It's unethical that CXC pays educators to mark timetabled January and June CXC exams but does not pay educators to mark SBAs. But CXC identifies SBAs as copyrighted exam papers owned by the exam syndicate.
Educators play a vital active part in setting, monitoring and marking these exams for CXC. CXC ought to level the "paying" field. These SBA exams cut into months of teaching time. Educators get paid to teach. Their scope of work doesn't include making, managing and marking exams for outsourcing agencies such as CXC.Sadly, infuriatingly, teachers are their own worst enemy when it comes to agreeing on, co-operating on what specific tasks make up their scope of work.

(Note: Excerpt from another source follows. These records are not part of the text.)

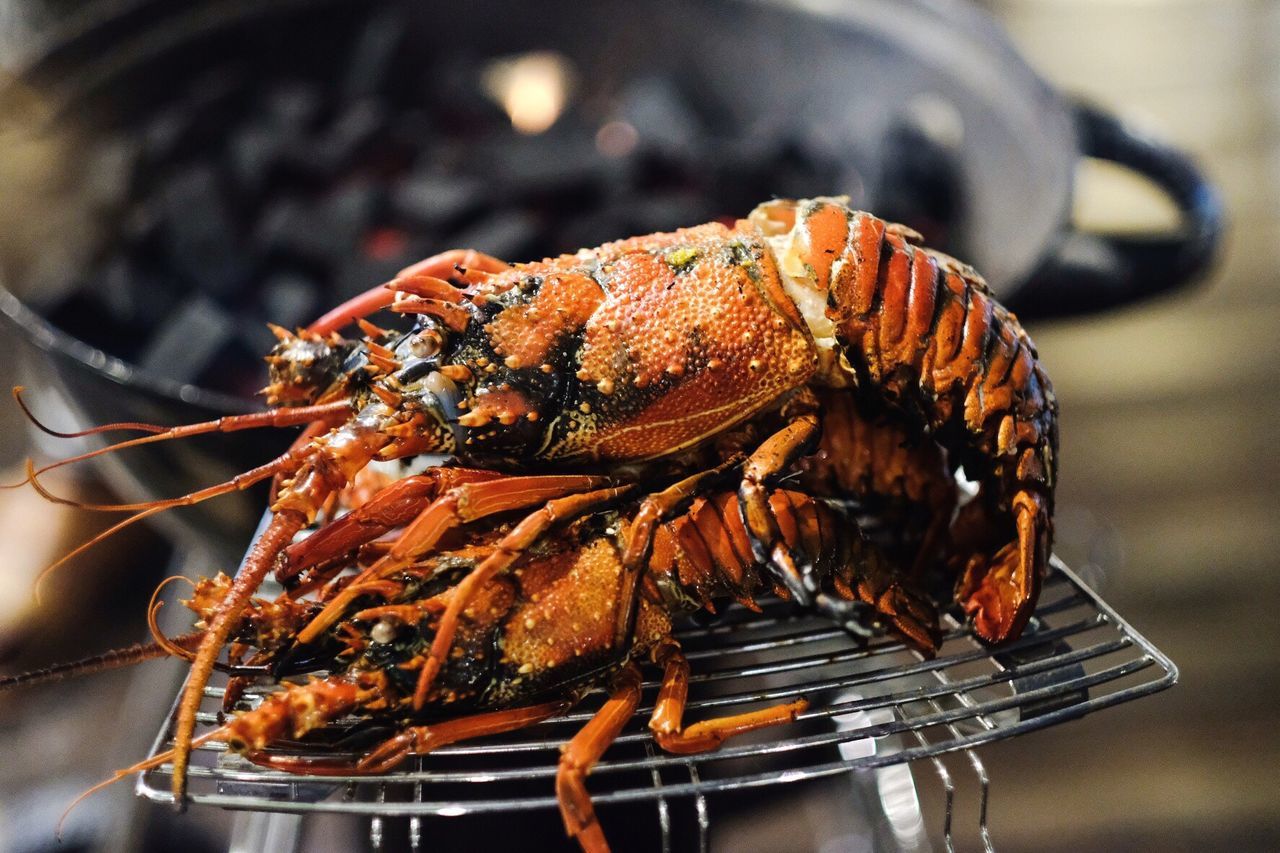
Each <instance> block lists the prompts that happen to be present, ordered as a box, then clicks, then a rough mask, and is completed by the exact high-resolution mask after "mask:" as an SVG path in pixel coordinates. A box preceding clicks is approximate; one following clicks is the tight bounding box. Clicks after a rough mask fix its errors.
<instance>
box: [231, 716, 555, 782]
mask: <svg viewBox="0 0 1280 853" xmlns="http://www.w3.org/2000/svg"><path fill="white" fill-rule="evenodd" d="M570 704H571V703H570V702H544V703H543V704H532V706H529V707H525V708H508V710H506V711H492V712H489V713H476V715H472V716H468V717H458V719H457V720H445V721H444V722H436V724H431V725H429V726H412V727H410V729H406V730H404V731H402V733H399V734H397V735H394V736H392V738H389V739H387V740H384V742H383V743H381V744H379V745H378V747H375V748H374V749H372V751H371V752H370V753H369V754H366V756H365V757H364V758H361V760H360V761H324V760H315V758H303V757H301V756H287V754H270V753H266V752H261V751H253V752H247V753H244V757H246V758H247V760H248V761H252V762H253V763H255V765H259V766H261V767H270V768H273V770H283V771H285V772H291V774H311V775H316V776H347V775H374V774H384V772H388V771H389V770H392V768H394V767H396V766H397V765H399V763H401V762H402V761H404V760H406V758H408V757H410V756H425V754H426V753H429V752H431V751H433V749H438V748H440V747H444V745H447V744H451V743H457V742H460V740H470V739H472V738H484V736H486V735H494V734H502V733H504V731H516V730H517V729H524V727H525V726H531V725H534V724H535V722H541V721H543V720H547V719H549V717H554V716H556V715H558V713H563V712H564V711H567V710H568V708H570Z"/></svg>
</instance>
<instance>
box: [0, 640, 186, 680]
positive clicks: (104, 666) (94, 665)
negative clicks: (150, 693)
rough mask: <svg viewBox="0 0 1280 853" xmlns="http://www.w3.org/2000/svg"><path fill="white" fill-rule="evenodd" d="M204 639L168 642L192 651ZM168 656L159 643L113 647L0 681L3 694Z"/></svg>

This conundrum produces the effect of a public belief that educators' scope of work is unlimited in exchange for a fixed ration of money. This perception is grossly untrue.
Educators should have learnt by now that they ought to bill for itemised services, just as their degreed colleagues do in banking, insurance, law, construction, advertising, print and broadcast media, entertainment, sports, medicine, transportation, food preparation, hospitality, manufacturing, energy and aggregate mining, processed foods, and pharmaceuticals–irrespective of whether the clients are adults or children.
Billing in these professions is not weighed down by labels like "vocation," "calling," "social duty."The education profession should also learn by now that it's foolish to discard their senior consultants when they reach age 60.No other professional field dumps their senior brains wholesale because they reach age 60. Education forcefully retires their most knowledgeable people out of the profession on the grounds of age.
So who's going to guide the green practitioners that comprise the education fraternity on these money matters: the union?